I wasn't looking for H.P. Lovecraft or adaptation of his work when I came across this comic book at the Internet Archive, but I'm glad I did. It's a interesting piece. Kim Holm is the author, but it is based on a short story by Lovecraft which is called "Pickman's Model."
Apparently the short story is unusual for Lovecraft in that it uses a first person narrative. In the story Thurber tells his story to Eliot. We get Thurber's story and his answers to Eliot's questions, but never the questions themselves. So the whole story is a monologue by Thurber.
I think it must be tempting when adapting this story for a visual medium, like a comic book in this instance, to cut the conversation between Thurber and Eliot, and just show what happens between Thurber and Pickman, but Kim Holm doesn't do that. He shows us the man telling the story, his facial expressions, heavy smoking and then cuts to the events of the story he is telling, then back and forth. So he shows us what is happening on two planes, just as Lovecraft did. In that it is a straight adaptation. Holm doesn't use all the text of the story, shortens some parts, but he uses most of it unchanged as far as I can see.

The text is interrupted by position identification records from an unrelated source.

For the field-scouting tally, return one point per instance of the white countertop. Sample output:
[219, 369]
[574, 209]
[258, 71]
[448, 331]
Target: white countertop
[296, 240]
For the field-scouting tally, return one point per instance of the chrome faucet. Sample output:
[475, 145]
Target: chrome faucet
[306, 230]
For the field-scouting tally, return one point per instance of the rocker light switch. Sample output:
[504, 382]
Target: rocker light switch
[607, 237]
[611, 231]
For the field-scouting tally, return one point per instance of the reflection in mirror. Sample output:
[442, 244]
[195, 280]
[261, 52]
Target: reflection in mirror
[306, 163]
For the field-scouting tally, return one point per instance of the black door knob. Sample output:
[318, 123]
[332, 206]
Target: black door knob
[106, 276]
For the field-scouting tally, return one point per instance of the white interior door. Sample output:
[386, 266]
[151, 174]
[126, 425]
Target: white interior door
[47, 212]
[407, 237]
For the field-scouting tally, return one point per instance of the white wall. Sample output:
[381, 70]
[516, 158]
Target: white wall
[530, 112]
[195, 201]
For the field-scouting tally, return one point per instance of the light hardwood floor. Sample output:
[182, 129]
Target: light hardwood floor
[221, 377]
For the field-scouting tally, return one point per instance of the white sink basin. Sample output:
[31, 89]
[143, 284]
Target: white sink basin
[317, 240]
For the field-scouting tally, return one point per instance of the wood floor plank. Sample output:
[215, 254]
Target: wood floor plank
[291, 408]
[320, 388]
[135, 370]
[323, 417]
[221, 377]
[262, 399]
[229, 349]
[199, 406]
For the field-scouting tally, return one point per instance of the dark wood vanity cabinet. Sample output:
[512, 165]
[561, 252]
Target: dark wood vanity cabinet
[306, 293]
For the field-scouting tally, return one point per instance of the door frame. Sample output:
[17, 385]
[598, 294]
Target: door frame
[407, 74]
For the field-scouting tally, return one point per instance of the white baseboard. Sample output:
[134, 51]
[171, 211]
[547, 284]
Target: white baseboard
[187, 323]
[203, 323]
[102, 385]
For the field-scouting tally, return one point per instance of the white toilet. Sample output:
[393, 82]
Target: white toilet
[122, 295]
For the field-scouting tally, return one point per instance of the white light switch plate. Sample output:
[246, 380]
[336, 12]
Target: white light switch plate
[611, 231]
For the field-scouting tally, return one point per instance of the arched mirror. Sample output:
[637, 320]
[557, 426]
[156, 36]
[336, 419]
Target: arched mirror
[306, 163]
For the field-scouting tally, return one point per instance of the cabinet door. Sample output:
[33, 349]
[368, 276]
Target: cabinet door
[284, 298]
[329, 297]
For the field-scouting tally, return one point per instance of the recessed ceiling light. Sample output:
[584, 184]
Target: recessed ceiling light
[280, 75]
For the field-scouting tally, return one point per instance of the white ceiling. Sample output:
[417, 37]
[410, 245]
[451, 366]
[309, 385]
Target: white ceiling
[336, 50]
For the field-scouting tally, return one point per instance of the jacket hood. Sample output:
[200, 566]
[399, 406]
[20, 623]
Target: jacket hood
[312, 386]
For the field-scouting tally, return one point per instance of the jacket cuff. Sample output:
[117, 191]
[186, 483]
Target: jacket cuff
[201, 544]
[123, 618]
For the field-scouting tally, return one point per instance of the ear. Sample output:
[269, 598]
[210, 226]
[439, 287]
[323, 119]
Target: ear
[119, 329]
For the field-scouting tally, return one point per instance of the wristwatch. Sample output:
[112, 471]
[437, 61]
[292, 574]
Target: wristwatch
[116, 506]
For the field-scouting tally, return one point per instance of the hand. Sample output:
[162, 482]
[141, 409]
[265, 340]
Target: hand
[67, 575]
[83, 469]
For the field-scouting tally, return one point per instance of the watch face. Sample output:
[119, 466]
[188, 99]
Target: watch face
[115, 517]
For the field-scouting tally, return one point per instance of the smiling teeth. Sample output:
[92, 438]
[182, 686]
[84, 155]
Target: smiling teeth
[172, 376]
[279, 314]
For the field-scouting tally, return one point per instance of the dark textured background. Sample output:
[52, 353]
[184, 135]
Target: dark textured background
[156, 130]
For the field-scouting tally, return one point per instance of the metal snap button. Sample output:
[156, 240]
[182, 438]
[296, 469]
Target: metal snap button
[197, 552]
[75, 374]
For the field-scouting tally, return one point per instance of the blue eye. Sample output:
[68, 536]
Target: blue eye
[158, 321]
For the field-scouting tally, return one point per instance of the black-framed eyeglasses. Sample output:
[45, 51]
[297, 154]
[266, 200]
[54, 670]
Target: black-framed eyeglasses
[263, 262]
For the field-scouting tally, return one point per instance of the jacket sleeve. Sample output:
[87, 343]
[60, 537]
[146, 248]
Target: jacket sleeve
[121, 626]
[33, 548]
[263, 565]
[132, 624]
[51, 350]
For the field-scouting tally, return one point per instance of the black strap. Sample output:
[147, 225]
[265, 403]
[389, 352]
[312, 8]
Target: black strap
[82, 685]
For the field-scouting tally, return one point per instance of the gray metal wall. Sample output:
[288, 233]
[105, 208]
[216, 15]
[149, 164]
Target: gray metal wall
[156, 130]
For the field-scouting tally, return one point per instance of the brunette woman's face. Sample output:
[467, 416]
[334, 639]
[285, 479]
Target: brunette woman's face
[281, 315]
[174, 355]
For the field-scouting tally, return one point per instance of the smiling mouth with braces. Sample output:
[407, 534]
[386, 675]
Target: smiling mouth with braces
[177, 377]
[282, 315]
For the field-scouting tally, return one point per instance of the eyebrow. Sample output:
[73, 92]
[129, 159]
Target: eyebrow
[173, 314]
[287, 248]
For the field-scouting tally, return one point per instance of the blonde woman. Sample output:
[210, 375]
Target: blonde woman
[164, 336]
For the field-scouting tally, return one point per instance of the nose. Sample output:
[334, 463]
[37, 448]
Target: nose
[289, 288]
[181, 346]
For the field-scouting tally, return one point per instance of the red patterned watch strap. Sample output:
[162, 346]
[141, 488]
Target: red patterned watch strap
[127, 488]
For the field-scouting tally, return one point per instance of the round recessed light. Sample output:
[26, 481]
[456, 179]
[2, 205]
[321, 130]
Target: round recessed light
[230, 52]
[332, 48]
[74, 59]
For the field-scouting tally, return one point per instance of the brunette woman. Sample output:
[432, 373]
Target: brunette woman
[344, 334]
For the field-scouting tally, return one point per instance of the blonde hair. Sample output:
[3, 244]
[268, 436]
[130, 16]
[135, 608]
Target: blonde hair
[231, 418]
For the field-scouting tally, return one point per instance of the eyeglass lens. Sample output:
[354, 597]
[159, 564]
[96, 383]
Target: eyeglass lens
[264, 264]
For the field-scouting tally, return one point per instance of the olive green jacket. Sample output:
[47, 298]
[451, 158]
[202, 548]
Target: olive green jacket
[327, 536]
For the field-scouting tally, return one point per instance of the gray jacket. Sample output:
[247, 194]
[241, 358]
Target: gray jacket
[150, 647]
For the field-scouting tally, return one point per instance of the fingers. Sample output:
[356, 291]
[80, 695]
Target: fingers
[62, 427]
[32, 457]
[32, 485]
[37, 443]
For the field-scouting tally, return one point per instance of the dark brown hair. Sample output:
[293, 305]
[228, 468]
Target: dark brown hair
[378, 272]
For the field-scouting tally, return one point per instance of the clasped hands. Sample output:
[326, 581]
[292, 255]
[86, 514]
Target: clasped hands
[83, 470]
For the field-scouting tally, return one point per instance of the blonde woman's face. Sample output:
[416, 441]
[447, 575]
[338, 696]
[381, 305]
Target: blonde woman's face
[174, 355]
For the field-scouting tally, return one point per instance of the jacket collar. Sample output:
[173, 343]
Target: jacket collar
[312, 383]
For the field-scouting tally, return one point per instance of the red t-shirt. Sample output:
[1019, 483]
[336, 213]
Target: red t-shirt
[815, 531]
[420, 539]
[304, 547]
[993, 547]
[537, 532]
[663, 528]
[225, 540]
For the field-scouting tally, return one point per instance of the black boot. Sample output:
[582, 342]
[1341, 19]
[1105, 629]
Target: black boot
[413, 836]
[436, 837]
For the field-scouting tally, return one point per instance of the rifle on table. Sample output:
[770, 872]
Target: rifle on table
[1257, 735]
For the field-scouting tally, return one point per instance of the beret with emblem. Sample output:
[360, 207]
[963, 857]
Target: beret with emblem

What I think is so good about this book is that Holm manages to retain the strength of the original short story. The creepiness slowly builds up without showing that much. On the whole I liked Kim Holm's version of Pickman's Model quite well.
Kim Holm’s graphic adaptation of H. P. Lovecraft’s "Pickman’s Model" is a stark, powerful homage to the original tale. The black-and-white illustrations are fascinating in their rawness—morbid, dry, stripped down to essentials—perfectly matching the atmosphere of unease and dread that Lovecraft evokes in prose. What makes both the story and this adaptation extraordinary is precisely what remains unseen. Lovecraft never reveals; he hints, suggests, and leaves the terror to the reader’s imagination. Holm translates this into art with remarkable fidelity: the pages thrum with tension, yet the final horror is left just beyond the frame. The result is not only faithful but also artistically bold. Holm deserves full praise for capturing, in lines and shadows, the very essence of Lovecraft’s storytelling—the crescendo of fear that is more effective for what it withholds. A must-read for fans of Lovecraft and of horror comics alike.
Pickman's Model is a classic Lovecraft story, it’s based on descriptions of horrors, or rather, descriptions of something so horrible that it cannot be described. In this case, it’s Pickman's pictures that are so terrible, and Kim Holm does fortunately no attempt to draw these horrors, his portrayal is dominated by the faces of the narrator and of Pickman speaking. It works well. Another classic Lovecraft move is that the horrific truth is revealed in the last paragraph, preferably in the last sentence. With Holm, the revelation comes on the last page. Holm has made a good adaptation of the short story, the weaknesses lie more with Lovecraft than with his adaptation.
Esta historia ya es un gran cuento de terror de Lovecraft pero en este comic se luce Holm construyendo una atmósfera de pesadilla. Es una de las mejores adaptaciones de este cuento, que es uno de los más adaptados de la obra de Lovecraft.